Flexitanks were providing a low cost alternative to bulk liquid shipping, but often they were sold as discrete products separate from the shipping services used to move them. Our plan was to come to market as a fully integrated Flexitank Logistics company... a “one-stop-shop” offering a simplified pricing, communications, and shipment management. We wanted to be an international supply chain management company for companies whose supply chains contained a flexitank.
We also notice a problem, or let’s say an opportunity, when we began analyzing the actual flexitank shipment process. The normal export process was to truck flexitank “fitted” containers from the port of export to the load point and back. The expense of draying containers limited the distance from the port one could efficiently load and ship. In essence, the normal flexitank shipping process did not work efficiently in most of the geographical United States.
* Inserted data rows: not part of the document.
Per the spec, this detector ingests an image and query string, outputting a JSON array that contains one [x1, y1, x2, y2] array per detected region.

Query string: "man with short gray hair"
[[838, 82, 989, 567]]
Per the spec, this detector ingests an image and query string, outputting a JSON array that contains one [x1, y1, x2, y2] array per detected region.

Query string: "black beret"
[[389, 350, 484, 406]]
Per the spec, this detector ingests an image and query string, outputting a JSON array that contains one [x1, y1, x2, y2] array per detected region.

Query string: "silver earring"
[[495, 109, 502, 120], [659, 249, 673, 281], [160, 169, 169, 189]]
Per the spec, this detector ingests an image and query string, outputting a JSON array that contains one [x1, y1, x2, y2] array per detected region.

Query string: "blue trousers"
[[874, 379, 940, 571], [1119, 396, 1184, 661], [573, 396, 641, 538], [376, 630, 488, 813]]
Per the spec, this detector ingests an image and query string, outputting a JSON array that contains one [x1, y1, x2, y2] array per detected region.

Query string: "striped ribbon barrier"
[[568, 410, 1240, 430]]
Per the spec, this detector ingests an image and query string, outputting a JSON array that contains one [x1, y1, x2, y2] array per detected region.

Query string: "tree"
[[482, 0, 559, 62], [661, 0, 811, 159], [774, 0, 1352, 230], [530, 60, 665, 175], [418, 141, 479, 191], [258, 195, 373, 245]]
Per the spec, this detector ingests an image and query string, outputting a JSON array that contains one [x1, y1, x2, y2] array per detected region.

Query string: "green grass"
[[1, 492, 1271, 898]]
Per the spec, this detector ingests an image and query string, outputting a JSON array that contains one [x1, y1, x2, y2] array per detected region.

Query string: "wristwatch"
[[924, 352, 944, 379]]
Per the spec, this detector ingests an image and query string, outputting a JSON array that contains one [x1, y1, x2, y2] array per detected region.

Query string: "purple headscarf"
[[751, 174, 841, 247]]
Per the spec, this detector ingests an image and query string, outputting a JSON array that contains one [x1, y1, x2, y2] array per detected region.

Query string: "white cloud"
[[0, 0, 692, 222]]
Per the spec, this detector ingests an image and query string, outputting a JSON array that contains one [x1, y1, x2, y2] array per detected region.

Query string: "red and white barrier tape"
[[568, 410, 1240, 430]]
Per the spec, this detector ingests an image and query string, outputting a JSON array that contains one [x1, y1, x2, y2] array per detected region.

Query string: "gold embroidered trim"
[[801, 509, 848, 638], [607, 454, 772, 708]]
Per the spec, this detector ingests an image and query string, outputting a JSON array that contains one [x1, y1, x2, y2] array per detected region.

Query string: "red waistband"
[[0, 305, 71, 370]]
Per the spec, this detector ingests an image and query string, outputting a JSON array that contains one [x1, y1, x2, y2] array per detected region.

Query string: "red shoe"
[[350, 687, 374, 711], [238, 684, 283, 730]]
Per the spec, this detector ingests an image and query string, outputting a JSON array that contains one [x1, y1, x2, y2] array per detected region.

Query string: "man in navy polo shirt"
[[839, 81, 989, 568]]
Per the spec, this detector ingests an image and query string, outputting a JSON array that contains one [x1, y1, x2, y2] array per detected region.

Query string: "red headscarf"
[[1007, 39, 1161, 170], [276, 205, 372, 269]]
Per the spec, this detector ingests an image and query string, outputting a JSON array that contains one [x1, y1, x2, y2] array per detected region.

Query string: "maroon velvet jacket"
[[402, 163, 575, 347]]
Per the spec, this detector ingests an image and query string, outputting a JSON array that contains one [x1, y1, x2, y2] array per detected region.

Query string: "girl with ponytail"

Our plan was to come to market as a company that could offer a nationwide network of flexitank handling and rail trans-load operations in order to overcome this problem. We envisioned a company that could provide export services from anywhere in the US, not just from facilities close enough to coastal ports to make the economics of truck haulage work.
As with all new things, our plan didn’t develop quite as anticipated. Rather than loading material from inland locations for export, our first rail trans-load customer was an importer. But we ran with what we had and developed a global supply chain management program for this high-volume importer of bulk liquids.
Using state-of-the-art logistics software, we implemented shipment visibility and supply chain execution capabilities for our customer and ourselves. From loading containers at Asian rubber plantations to matching those inbound containers to rail cars called from inland US locations, we timed and matched loads so that arriving containers could be immediately trans-loaded into railcars. It saved time and transport expenses, it reduced product handling at destination, and it took hundreds of trucks off the road… with all the environmental benefits therein.
Meanwhile, we began building our export rail trans-load service using many of the same software tools. We built a network of what are now 26 flexitank handling facilities throughout the United States, which included numerous rail trans-load operations. As we increased product verticals, we continued to stress to our customers the savings associated with rail logistics as part of the flexitank supply chain.
FGN now manages seven rail trans-load operations at strategic ports on all coasts. Approximately 65% of our US export volume is originally loaded in a railcar. Our customers and vendors use real-time Internet-based portals, which provide visibility of their containers, railcars, documents, and other logistics resources.
We believe the efficiencies provided by our railcar-to-flexitank logistics programs have saved our customers millions of dollars and have changed the nature of flexitank shipping in the United States.